# Maximum eigenvalue of a special $m$-matrix

I have a set of matrix, which is:

1. Real symmetric positive definite. Very sparse.
2. Diagonal elements are positive while off-diagonal elements are negative.
3. $\displaystyle a_{ii}=-\sum^{n}_{{j=1}\atop{j\ne i}} a_{ij}$
4. $a_{ii} \in (0,1]$
5. $a_{ij} \in (-1,0]$ when $i \neq j$

My experiments show that the largest eigenvalue of all the matrices I have are larger than 1. Can some one help me on proving that $\lambda_{max} >1$ for this matrix?
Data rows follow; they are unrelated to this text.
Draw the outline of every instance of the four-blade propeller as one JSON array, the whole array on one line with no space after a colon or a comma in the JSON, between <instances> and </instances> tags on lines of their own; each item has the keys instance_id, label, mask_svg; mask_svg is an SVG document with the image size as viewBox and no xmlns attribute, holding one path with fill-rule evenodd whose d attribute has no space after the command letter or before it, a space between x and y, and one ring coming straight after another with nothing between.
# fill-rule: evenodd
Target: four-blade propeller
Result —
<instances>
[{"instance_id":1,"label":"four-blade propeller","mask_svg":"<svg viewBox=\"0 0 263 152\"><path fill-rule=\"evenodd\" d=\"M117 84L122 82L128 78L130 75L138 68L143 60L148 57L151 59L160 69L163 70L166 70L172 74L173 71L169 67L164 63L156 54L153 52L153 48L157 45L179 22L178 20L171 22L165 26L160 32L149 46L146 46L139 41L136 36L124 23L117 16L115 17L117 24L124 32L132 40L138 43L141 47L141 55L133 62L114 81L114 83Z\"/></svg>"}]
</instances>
My first though is to prove that $Ax=\lambda x < x$ does not hold. But I couldn't get any break through. Thanks!

Your conjecture can't be true unless you put some constraints on the diagonal entries or something. If you have a matrix $A$ that has eigenvalue $\lambda$, then the matrix $kA$ has eigenvalue $k\lambda$ with the same eigenvector space. And your matrix conditions are invariant under multiplying the matrix by a positive constant. So given a matrix that satisfies your constraints, you can find an arbitrarily small matrix with arbitrarily small eigenvalues that satisfies the same constraints.
• If there is always a '1' element in the diagonal element, can it be counted as the constraints you mentioned? Therefore the row the '1' appeared will be like: $x_{i} + \sum^{n}_{j=1} a_{ij}x_{j} < x_{i}$ for $Ax=\lambda_{max}x<x$. Thanks! May 1 '14 at 17:01
• @JaneLi: Your last statement does not make sense. When there is a $1$ on the diagonal, the maximal eigenvalue is no less than $1$ since $\lambda_{\max}=\max_{\|x\|_2=1}x^TAx$. Pick an $x$ to be the vector with $1$ on the same row as $1$ appearing on the diagonal of $A$ and zero elsewhere.